Il cinema: 122 anni di emozioni.

Il cinema: 122 anni di emozioni.

Era il 28 dicembre 1895. Nel Salon Indien del Grand Café, in Boulevard des Capucines a Parigi, i fratelli Lumière tennero il primo spettacolo pubblico a pagamento di cinematografo. Una piccola rappresentanza di spettatori assistette a una riproduzione di immagini fotografie scattate in rapida successione, in maniera da dare l’illusione di movimento: era nato il cinema.

A pochi giorni di distanza seguì la proiezione della celebre sequenza di “L’arrivo di un treno alla stazione di La Ciotat” che, secondo gli storici, produsse una così forte impressione sugli spettatori da farli fuggire in massa dal cinema. La locomotiva che entrava in stazione era così realistica da sembrare che fuoriuscisse dallo schermo, dando la sensazione di essere travolti dal mezzo.

Quello fu l’incipit di una storia che ancora oggi ci attira davanti agli schermi milioni di persone, in cui innovazione, sperimentazione e tecnica si integrano per trasmettere la cosa più importante: l’emozione. Da 122 anni, infatti, il cinema regala una scala infinita di sentimenti, portando le persone in un mondo dove tutto è possibile.

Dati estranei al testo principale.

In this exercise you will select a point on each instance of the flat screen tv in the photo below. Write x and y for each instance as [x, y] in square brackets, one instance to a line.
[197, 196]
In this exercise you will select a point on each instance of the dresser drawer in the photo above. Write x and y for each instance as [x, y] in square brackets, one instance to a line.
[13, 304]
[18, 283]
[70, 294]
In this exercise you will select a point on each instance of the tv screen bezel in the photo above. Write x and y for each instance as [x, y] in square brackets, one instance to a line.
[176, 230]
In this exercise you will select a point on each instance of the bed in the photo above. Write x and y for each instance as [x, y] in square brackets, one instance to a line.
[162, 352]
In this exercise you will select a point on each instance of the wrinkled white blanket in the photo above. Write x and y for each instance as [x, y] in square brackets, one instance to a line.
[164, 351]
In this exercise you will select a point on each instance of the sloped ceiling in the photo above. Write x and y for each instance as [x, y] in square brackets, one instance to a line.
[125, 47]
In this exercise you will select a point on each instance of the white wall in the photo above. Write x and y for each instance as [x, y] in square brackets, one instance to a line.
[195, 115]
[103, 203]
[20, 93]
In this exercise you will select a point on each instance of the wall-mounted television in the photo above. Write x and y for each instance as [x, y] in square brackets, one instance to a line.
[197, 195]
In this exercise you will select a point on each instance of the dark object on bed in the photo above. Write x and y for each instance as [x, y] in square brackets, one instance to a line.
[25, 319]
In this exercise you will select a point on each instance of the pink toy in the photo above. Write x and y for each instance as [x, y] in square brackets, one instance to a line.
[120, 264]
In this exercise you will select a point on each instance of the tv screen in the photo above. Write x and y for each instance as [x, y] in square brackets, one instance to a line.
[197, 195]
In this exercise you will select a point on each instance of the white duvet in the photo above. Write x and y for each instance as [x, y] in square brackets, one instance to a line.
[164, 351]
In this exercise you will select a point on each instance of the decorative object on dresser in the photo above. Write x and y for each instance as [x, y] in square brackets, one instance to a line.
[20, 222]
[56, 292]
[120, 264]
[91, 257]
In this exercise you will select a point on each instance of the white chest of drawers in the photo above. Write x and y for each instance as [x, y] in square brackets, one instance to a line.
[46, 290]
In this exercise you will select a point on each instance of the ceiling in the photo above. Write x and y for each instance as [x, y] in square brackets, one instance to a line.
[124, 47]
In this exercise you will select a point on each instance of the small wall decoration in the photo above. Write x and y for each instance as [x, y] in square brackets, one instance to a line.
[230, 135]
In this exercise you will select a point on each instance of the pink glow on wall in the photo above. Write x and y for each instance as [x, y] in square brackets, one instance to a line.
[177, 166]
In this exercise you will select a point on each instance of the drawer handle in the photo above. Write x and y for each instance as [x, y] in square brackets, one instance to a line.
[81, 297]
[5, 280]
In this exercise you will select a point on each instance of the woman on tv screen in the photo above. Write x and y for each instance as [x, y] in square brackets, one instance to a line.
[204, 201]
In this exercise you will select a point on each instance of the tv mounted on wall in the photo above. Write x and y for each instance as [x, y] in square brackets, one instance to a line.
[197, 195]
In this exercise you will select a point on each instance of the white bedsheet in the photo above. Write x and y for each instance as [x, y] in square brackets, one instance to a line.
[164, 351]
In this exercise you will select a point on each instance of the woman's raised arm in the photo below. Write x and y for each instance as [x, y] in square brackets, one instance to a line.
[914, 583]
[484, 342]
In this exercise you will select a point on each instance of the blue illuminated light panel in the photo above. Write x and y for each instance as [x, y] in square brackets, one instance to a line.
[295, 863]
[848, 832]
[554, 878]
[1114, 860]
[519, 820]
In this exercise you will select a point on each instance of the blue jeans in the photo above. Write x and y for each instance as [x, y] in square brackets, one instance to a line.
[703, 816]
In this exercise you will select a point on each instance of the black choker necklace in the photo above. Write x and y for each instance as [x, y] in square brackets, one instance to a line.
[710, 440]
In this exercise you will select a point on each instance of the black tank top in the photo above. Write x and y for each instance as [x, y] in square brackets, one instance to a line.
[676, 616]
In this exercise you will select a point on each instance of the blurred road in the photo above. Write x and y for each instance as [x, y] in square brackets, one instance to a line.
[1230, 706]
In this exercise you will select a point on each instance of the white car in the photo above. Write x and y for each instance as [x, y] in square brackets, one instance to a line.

Alcune pellicole più di altre sono riuscite a lasciare un segno, permettendo al cinema di continuare a evolvere, innovarsi ed entusiasmare. Di seguito viene proposta una selezione di film che si sono distinti per originalità, avanguardia e storytelling.


Dicembre, un altro anniversario importante. Il 18/12/2009 esce Avatar. E il 3D si fa spettacolare.

8 anni fa usciva nelle sale questo film di fantascienza, ambientato in un mondo straordinario ricoperto da foreste pluviali. Oltre a raccontare una storia ben congeniata, la pellicola rivoluzionava il concetto di 3D. Composto per un 60% da elementi virtuali e da un 40% in live action, Avatar è stato progettato per permettere al regista, James Cameron, di vedere in tempo reale le scene e poterle correggere in diretta.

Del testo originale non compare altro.